Not a wireframe. A functional React app with routing, state management, filters that work, and mock data that actually makes sense in the business context. I did this across four interconnected projects over two weeks.
The inputs aren’t clean and that’s fine
Design sprint notes are messy by nature. I had Gemini summaries of hour-long discussions where people disagreed. Miro board exports with sticky notes pointing in three directions. Competing viewpoints that were never fully resolved because the sprint moved on.
Across four projects, 28 pivots. A drawer-based interaction replaced with inline expandable rows. A cumulative chart switched to daily occurrence counts when I realised cumulative trends were masking real patterns.
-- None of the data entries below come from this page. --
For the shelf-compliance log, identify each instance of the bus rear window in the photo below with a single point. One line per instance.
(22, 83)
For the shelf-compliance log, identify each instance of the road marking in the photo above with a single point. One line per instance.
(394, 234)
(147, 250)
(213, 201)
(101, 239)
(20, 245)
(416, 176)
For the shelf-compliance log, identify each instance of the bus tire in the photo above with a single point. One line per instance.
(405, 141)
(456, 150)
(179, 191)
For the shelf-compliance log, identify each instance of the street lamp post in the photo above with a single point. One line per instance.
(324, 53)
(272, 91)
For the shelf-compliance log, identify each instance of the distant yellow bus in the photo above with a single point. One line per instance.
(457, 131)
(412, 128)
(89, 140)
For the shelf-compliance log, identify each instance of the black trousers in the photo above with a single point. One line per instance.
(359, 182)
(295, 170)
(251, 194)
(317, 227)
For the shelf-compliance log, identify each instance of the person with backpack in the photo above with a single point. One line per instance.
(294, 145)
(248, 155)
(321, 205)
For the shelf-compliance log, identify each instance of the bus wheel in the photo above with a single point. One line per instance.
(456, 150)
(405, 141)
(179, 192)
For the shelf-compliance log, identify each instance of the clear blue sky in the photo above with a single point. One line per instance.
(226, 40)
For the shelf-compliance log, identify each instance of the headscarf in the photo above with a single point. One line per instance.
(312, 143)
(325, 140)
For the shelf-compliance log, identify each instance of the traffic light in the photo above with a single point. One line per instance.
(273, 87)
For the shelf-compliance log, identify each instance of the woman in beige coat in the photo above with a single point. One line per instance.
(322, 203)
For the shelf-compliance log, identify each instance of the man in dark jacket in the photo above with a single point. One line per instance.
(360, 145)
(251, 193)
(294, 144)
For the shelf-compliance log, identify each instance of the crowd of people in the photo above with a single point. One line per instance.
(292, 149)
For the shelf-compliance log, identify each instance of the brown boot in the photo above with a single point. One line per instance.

An entire alternative dashboard view built as a “what if” exploration in a single session, it became a deliverable.
When prototyping takes hours instead of weeks, pivots stop being expensive. You can try the alternative and decide, instead of debating it in a meeting room.
Prototypes with business logic
What came out of Claude Code wasn’t a visual mockup. Each prototype had working business logic and mock data generated from a single deterministic seed: 500 pages, 6,100 events, 5 simulated actors. Every KPI was mathematically derivable from the same source array. Change the seed and the whole prototype recalculates.
This matters because the prototype behaves like a real product. Filters narrow the data. Pagination works. Charts respond to the actual numbers, not hardcoded screenshots. When a stakeholder asks “what happens if there are 200 open tickets instead of 5?”, you change the data and show them. Right there.
The fourth project was a deliberate merge of two earlier ones. Instead of rebuilding, it used build-tool path aliases to import components directly from the sibling projects. Same design system tokens, same mock data structure. The merge took a fraction of the time because the earlier work was composable, not disposable.
The testing angle nobody talks about
User testing tells you whether someone can complete a task. Preference testing tells you which version looks better. But neither tells you whether the design survives real data. Does the dashboard still make sense when there are 47 critical issues instead of 3? Does the chart communicate anything useful with six months of daily data instead of the two-week sample in the mockup? Does the layout hold when every status badge is red?
With a functional prototype, you can answer those questions before development starts. Vary the mock data. Switch from cumulative to daily counts. Load 500 items into the table that was designed for 20. Turn off the filters and see what the unfiltered state looks like.
Last month I had a prototype where the KPI cards showed a clean story with the default data set. I doubled the number of actors in the seed and the cards started competing for space. The percentage values went from single digits to triple digits and the layout broke. I found that in ten minutes.
What still doesn’t work
Mock data generators produce internally consistent numbers up to a point. Beyond that, the relationships between data points start to drift. A KPI that should be the sum of three other values isn’t. You catch it, fix it, and it happens again two waves later. The deterministic seed helps, but data integrity still needs manual checking.
Claude over-delivers. Every project, I spent time cutting features it built without being asked. A notification system nobody requested. An export function that wasn’t in scope. You have to be more disciplined about saying no precisely because saying yes costs nothing.
It creates noise. The sprint notes contain ten ideas and three decisions. Claude might build towards all ten unless you actively filter. The project template helps, the wave plan defines what’s in scope, but you still spend real time redirecting.
And the biggest gap: even with the most aggressive audit agents, getting design-system-quality artefacts without Figma input is hard. The prototypes work for internal testing and for aligning teams around decisions.
The design sprints produced decisions. Claude Code turned those decisions into something I could stress-test with real data before anyone wrote production code. The storyboard from the sprint is the hypothesis. The prototype is the experiment.